Le attuali linee guida per lo screening al seno – Attualmente gli screening per tumore al seno in Italia coinvolgono donne dai 50 ai 69 anni e prevedono una mammografia ogni 2 anni. La mammografia è un esame radiologico di comprovata efficacia per identificare i noduli, anche di piccole dimensioni, non ancora percepibili al tatto. In caso di sospetto seguono ulteriori accertamenti (tra cui è possibile anche una biopsia per definire le caratteristiche delle eventuali cellule tumorali). Soltanto al completamento di questo percorso si ottiene la conferma della diagnosi, quindi l’avvio dell’iter terapeutico. Studi e ricerche hanno dimostrato che, per le donne che si sottopongono allo screening, la mortalità si riduce del 25%. Statisticamente per ogni 1.000 donne di età tra i 50 e i 69 anni sottoposte ai programmi di screening e seguite fino a 79 anni di età, questo tipo di programmi permette di salvare tra 7 e 9 vite. A fronte degli eccellenti risultati ottenuti, lo screening mammografico generalizzato secondo età è però da tempo oggetto di discussione, non solo per il numero di falsi positivi ed over-diagnosi – causa d’incrementi nei costi a carico dei Sistemi sanitari e immotivato stress emotivo nelle donne – ma soprattutto per le crescenti potenzialità dei nuovi approcci della medicina personalizzata. È, infatti, sempre più una pratica quotidiana la definizione di iter di diagnosi e cura ritagliati sulle singole caratteristiche del paziente, sul profilo genetico individuale. Il tutto con evidenti vantaggi in termini di successo di cura, benessere personale e risparmio economico.

Un nuovo paradigma per gli screening al seno – Punto di partenza per la rilettura degli attuali percorsi degli screening (“strategia standard” contro “strategia su misura”) è l’accertata efficacia dei metodi che stimano il rischio d’incorrere in un tumore attraverso la relazione tra variabili cliniche, densità mammaria (la prevalenza di tessuto fibroghiandolare), polimorfismi e variazioni genetiche individuabili dai più recenti test di laboratorio.
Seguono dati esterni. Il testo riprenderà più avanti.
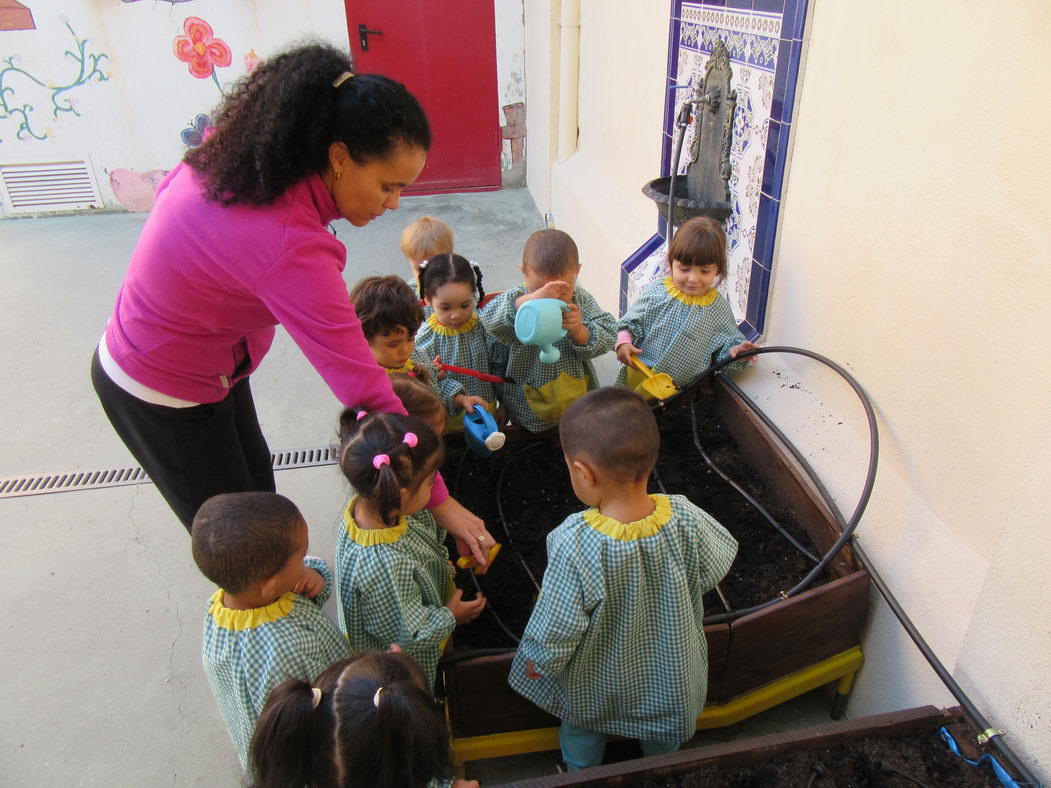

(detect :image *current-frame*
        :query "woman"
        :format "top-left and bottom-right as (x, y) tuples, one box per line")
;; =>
(91, 44), (492, 558)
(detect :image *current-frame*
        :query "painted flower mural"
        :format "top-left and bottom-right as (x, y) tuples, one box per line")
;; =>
(171, 17), (233, 92)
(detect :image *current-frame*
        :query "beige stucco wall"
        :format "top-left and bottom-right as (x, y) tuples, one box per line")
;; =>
(527, 0), (1051, 780)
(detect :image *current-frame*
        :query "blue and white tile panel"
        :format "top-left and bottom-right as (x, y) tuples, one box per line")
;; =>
(621, 0), (807, 338)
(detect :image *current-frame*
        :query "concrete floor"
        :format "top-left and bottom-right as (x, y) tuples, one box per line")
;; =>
(0, 190), (827, 786)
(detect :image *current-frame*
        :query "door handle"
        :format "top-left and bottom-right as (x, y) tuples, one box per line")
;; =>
(357, 24), (384, 51)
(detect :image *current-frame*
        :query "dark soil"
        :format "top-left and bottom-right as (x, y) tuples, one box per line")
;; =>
(622, 726), (1000, 788)
(441, 392), (832, 649)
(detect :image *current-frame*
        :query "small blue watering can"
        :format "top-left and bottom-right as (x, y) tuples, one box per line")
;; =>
(463, 405), (504, 457)
(515, 298), (570, 364)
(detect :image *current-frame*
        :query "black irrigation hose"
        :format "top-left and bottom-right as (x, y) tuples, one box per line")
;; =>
(468, 571), (521, 656)
(725, 374), (1040, 786)
(689, 389), (818, 563)
(496, 440), (543, 593)
(656, 346), (880, 624)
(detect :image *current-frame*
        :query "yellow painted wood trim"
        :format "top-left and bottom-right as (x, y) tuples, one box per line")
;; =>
(453, 646), (864, 764)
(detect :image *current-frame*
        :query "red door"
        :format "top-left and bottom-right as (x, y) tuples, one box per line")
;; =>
(345, 0), (501, 193)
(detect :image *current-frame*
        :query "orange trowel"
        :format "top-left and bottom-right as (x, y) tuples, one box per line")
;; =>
(632, 355), (679, 399)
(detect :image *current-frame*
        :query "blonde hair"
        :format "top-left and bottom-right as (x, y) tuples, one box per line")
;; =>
(401, 216), (453, 263)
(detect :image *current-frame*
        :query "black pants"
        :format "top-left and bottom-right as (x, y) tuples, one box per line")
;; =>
(91, 350), (275, 531)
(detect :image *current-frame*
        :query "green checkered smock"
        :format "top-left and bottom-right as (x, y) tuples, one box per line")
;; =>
(203, 556), (350, 767)
(509, 495), (737, 742)
(416, 313), (508, 430)
(384, 348), (463, 416)
(335, 496), (456, 685)
(481, 285), (617, 432)
(617, 276), (747, 396)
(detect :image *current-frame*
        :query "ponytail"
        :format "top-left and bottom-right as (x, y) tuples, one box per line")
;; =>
(248, 679), (332, 788)
(419, 253), (486, 304)
(339, 408), (441, 526)
(184, 43), (431, 205)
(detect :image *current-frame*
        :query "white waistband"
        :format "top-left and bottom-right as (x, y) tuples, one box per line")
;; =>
(99, 332), (201, 408)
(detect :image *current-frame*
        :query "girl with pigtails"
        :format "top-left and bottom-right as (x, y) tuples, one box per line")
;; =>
(335, 408), (486, 686)
(250, 650), (478, 788)
(416, 254), (508, 431)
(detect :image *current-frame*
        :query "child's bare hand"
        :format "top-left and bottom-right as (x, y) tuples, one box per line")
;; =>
(729, 339), (759, 364)
(617, 343), (642, 367)
(434, 356), (448, 380)
(446, 588), (486, 626)
(533, 279), (573, 304)
(453, 394), (487, 413)
(292, 566), (325, 599)
(562, 304), (591, 345)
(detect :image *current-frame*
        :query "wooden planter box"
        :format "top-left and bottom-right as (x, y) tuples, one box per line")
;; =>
(445, 382), (869, 760)
(487, 706), (979, 788)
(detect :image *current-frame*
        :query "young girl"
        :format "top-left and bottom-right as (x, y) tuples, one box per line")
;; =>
(350, 276), (482, 414)
(335, 409), (486, 685)
(390, 372), (449, 435)
(616, 216), (756, 396)
(251, 651), (478, 788)
(416, 254), (508, 430)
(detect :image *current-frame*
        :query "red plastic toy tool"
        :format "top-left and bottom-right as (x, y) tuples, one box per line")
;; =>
(434, 356), (506, 383)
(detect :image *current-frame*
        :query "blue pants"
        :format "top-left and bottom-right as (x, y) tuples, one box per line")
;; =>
(558, 720), (682, 771)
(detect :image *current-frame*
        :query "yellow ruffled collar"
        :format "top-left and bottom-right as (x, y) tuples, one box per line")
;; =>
(384, 358), (415, 375)
(584, 495), (672, 542)
(664, 276), (719, 307)
(208, 588), (295, 631)
(343, 495), (409, 547)
(427, 312), (478, 336)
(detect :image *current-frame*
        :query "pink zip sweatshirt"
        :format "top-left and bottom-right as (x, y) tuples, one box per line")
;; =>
(106, 163), (449, 506)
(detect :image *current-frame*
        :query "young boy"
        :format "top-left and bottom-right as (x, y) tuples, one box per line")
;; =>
(401, 216), (453, 297)
(350, 276), (486, 416)
(191, 493), (350, 767)
(481, 230), (617, 432)
(510, 388), (737, 770)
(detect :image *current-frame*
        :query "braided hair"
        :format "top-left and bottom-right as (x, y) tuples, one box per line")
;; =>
(419, 253), (486, 303)
(339, 408), (442, 526)
(184, 43), (431, 205)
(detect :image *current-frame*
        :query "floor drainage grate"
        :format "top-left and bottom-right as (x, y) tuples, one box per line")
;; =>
(0, 447), (336, 498)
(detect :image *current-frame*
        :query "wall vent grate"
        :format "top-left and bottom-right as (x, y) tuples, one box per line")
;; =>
(0, 447), (336, 498)
(0, 158), (102, 214)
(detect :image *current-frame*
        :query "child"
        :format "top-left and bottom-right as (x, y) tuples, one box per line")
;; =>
(510, 388), (737, 770)
(335, 409), (486, 684)
(191, 493), (350, 766)
(251, 651), (478, 788)
(390, 372), (449, 435)
(401, 216), (453, 298)
(481, 230), (616, 432)
(416, 254), (508, 430)
(617, 216), (756, 396)
(350, 276), (485, 415)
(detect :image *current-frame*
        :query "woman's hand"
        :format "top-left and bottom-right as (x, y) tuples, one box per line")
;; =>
(617, 343), (642, 367)
(431, 495), (496, 568)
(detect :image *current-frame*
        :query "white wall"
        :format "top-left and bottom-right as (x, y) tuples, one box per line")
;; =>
(527, 0), (1051, 779)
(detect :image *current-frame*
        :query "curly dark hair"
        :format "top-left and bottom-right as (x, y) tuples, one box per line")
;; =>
(184, 43), (431, 205)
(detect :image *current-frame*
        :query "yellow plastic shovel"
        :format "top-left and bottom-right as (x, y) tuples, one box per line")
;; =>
(632, 355), (679, 399)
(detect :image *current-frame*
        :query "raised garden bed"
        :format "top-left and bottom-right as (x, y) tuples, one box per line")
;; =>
(487, 706), (1000, 788)
(444, 382), (869, 754)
Il progetto – Intitolato My Personalized Breast Screening (MyPeBS) ed è coordinato a livello europeo dal centro per la lotta contro il cancro “Gustave Roussy” di Parigi. Lo studio, con un budget di 12 milioni di euro, recluterà circa 85mila donne in 5 paesi (Francia, Italia, Gran Bretagna, Belgio, Israele), di cui 30mila in Italia di età compresa tra 45 e 69 anni. Sarà valutato un percorso di screening con protocolli personalizzati sulla base del profilo genetico, della storia della donna e della sua famiglia e della densità del seno, modulando l’intensità dei controlli: modificando la frequenza dello screening con intervalli più serrati nelle donne con rischio più alto e riducendo l’intensità invece nelle donne ritenute a basso rischio. I risultati saranno disponibili non prima di 10 anni. Tra i 23 centri europei partecipanti – 9 dalla Francia, 5 dall’Inghilterra, uno da Paesi Bassi ed Israele, 4 dall’Italia, 2 dal Belgio; a questi si aggiunge la statunitense University of California (San Francisco) – ci saranno, coordinati dal dr. Fabio Falcini (Direttore Dipartimento di oncologia ed ematologia clinica e sperimentale IRST IRCCS e Direttore Prevenzione Oncologica AUSL Romagna - Forlì) anche l’Istituto Tumori della Romagna (IRST) IRCCS e, come soggetto terzo collegato, l’Azienda USL della Romagna sede di Forlì. Il finanziamento ottenuto da IRST-AUSL Romagna è complessivamente poco più di 241mila euro. Ciascuna donna partecipante al progetto seguirà un programma stratificato per rischio modulando l’intensità dei controlli. I campioni raccolti saranno tutti inviati per essere analizzati tramite genotipizzazione del DNA in Francia, al Centre National de Génotypage d’Evry; i dati ottenuti, invece, saranno centralizzati a Lione, nella piattaforma di bioinformatica ideata dal luminare francese Thomas Gilles. Al termine del progetto, i risultati consentiranno di confrontare l’efficienza delle due differenti strategie nel trattare tempestivamente i tumori al seno, in particolare la capacità di identificare l’incidenza di tumori al seno di stadio 2+.